Kindle Paperwhiteの表示品質


Kindle Paperwhiteの日本語版がタイの自宅にも届いたので、今回はその表示品質についてマクロ撮影などで通常の液晶とどう違うのか検証してみます。



箱から初めて取り出して見ると、画面はこのような絵のような写真のようなものが表示された状態になっています。これが電源オフ時にはランダムで切り替わり、つねに表示されています。
パッと見、「え、これは紙に印刷されているんだよね?」と思うような印象を受けます。しかし電源オンでフロントライトが点灯し、表示が切り替わるので、これが印刷されたものでは無いことが分かり非常に驚かされます。



上の写真の一部を拡大してみるとこのようになっています。液晶と違い、ドットが全くといって良いほど見えません。
Kindleの表示に使われているのはE-inkと呼ばれる表示方式で、微細な玉の中に白と黒のインクが入っており、それを電界によって移動させることで、表示を行っております。そのため電気を必要とするのは表示の書き換え時だけで、バッテリの持ちが通常の使用方法で8週間という液晶では考えられないほど長持ちする理由にもなっています。



ちなみにほぼ同じ倍率でiPhone4を写したものがこちらです。高精細なiPhone4の液晶ですが、ここまで拡大するとドットの集合であるのが良く分かります。


なお、顕微鏡でこれらを写したものを紹介するページがありますので、是非ご覧になってみて下さい。液晶の表示がドットの集合でカクカクしているのに対してKindleのE-Inkは紙に印刷した文字に非常に近い有機的なものであるのが良く分かります。
http://www.bit-101.com/blog/?p=2722



上記の通り、原理的に表示されているときに一切ちらつきが無いため、紙に印刷された文字を読むのと同じで非常に読みやすいと感じます。


では、文字の表示ではどのくらい違うのか、マクロ撮影してみました。


上がKindle、下がiPhone4です。
kindleは指で触る部分がざらざらした透明なプラスチックのようなもので覆われており、そのわずかな突起によりちょっとだけぼやけたように見えますが、ドットは全く見えません。
ただ、文字のシャープさ、解像度でいうとiPhone4のほうがより鮮明です。




しかし液晶と特に違いを感じるときはななめから見たときです。Kindleはいくら斜めにしてもそれは紙に印刷されたものを斜めから読むのと同じように見えます。液晶は斜めにするととたんに暗くなり、読みにくくなります。この差は非常に大きく、紙と同じ感覚で読む大きな違いを生み出しています。

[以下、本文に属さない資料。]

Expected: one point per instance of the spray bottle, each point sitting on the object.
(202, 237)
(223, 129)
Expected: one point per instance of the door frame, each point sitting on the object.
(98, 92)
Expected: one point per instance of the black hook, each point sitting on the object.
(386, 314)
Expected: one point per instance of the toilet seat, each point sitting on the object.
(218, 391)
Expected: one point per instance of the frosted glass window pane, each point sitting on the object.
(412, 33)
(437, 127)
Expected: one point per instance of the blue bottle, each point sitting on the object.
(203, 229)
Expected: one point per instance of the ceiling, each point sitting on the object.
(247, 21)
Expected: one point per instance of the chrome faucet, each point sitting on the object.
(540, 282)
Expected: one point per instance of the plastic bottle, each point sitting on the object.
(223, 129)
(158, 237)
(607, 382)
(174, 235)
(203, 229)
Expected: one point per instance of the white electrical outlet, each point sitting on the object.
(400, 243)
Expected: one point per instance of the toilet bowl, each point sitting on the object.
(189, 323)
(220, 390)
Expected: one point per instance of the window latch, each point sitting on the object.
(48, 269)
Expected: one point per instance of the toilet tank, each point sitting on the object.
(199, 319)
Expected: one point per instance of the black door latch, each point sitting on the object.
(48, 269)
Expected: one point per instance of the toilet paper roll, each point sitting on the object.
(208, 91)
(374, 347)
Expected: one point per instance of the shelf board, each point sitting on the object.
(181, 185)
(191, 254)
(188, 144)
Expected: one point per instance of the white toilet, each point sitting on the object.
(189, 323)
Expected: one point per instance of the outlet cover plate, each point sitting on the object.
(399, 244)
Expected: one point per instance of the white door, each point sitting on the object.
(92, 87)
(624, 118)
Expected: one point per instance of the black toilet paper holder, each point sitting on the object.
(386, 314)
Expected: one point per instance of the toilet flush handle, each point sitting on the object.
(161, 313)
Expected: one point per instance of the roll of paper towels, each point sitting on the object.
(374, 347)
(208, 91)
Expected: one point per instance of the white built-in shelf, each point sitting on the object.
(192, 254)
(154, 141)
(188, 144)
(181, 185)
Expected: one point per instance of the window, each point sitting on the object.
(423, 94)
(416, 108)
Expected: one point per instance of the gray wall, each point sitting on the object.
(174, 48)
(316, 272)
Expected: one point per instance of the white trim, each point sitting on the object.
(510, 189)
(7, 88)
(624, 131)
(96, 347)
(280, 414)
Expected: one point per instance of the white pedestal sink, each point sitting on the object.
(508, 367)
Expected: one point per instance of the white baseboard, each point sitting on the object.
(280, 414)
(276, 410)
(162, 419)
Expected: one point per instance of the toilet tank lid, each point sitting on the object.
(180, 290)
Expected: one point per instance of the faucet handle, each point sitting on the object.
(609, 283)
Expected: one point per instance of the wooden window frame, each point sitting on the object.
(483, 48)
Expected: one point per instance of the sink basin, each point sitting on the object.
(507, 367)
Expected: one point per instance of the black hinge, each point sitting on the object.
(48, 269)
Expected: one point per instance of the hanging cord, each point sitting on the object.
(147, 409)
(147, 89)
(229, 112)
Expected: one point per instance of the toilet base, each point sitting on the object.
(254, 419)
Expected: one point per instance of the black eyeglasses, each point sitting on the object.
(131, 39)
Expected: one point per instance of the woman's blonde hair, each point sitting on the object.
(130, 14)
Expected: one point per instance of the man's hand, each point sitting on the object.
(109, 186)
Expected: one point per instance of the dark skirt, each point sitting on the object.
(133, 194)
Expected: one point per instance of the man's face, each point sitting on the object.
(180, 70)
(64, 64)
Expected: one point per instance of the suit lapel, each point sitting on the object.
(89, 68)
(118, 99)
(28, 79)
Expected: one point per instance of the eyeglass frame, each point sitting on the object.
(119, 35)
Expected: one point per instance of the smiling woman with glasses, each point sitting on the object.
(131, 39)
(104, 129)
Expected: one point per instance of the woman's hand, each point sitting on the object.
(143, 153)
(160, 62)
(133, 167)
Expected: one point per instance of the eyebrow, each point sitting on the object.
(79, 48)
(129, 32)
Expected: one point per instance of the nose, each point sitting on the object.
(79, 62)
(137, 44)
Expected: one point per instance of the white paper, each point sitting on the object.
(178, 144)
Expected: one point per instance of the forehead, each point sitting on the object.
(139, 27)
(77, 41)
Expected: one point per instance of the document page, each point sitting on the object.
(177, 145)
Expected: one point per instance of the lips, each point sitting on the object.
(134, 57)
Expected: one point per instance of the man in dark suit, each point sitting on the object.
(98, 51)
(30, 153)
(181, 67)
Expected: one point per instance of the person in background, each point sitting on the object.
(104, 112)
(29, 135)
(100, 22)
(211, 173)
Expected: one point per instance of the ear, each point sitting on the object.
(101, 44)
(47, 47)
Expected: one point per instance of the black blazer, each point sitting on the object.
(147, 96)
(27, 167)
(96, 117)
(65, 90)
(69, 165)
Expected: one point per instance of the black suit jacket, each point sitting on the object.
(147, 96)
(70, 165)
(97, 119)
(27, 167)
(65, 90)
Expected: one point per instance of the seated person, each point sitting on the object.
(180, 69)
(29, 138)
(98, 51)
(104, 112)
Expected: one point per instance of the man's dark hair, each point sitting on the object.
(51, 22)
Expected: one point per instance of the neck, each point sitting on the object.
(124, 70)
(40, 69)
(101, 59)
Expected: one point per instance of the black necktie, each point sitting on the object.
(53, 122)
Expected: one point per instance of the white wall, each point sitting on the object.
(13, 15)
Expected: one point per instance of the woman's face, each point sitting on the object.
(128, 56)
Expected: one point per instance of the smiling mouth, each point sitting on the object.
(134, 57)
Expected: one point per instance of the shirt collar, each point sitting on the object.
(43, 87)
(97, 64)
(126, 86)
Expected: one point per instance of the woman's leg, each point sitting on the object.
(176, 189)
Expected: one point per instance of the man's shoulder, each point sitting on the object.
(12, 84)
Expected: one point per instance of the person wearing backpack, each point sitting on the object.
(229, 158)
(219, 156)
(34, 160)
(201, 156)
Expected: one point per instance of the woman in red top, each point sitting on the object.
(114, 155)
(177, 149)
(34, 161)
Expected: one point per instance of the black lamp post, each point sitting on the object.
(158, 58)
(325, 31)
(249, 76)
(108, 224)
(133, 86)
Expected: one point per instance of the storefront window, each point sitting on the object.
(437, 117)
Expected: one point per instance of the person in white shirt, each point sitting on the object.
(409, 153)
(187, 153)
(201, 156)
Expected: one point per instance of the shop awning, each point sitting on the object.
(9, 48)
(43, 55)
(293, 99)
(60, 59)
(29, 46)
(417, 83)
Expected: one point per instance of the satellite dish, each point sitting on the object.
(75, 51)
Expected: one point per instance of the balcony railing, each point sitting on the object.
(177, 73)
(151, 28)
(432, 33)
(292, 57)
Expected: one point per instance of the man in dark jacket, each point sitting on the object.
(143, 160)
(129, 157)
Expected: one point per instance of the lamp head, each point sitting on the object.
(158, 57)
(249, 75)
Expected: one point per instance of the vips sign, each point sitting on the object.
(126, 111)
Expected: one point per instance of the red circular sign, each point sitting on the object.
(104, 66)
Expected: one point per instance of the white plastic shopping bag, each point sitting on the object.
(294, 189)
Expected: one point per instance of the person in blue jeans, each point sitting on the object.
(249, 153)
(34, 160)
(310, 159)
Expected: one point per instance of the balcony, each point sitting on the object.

また、いままでE-Inkは明るいところじゃないと(紙と同じで)読めないというデメリットがありましたが、Kindle Papwerwhiteにはフロントライトが付き、暗いところでも紙を上から照らすように光るので完全に使えるものになったと思います。



なお紙の本との棲み分けについて、個人的に感じたことは仕事や勉強などで必要な、能動的に読むようなタイプの専門書は紙ベースのようがページ送りの容易さや書き込み可能な所、人に貸せるなどの点で適しており、小説など受動的に読むものは電子書籍が適していると思います。


まだまだ電子書籍自体の数が少ないですが、白黒の本を読むだけの端末としてはとりあえず完成形といってもいいくらいに良く出来ており(ま、書き換えの際にもたつく点などは気になる人も居ると思いますが)、今後の書籍充実に期待がかかります。特に海外で生活していて思うのは日本語の活字不足ですので、大変便利な時代になったと感じます。大きさも小さく、213gと軽いため、文庫本を持ち歩く感覚程度で楽しめる端末がついに出た、という感じです。古くは1990年初め頃のSONY DATA DiskmanやシャープのZAURUSなどでほんの少し携帯電子書籍を体験しておりますが、やっとこれならいける!というものになったと思います。


とにかく紙と同じで読みやすいですし、簡単に本が買える仕組みが出来ていますので、非常に気軽に本が買えてすぐに読めるという便利さは結構やみつきになって、結果的に本を読む量が増えており、今後の展開が非常に楽しみです。とりあえず電子書籍で読みたいジャンルNo.1のSF関係の充実をお願いしたいものです。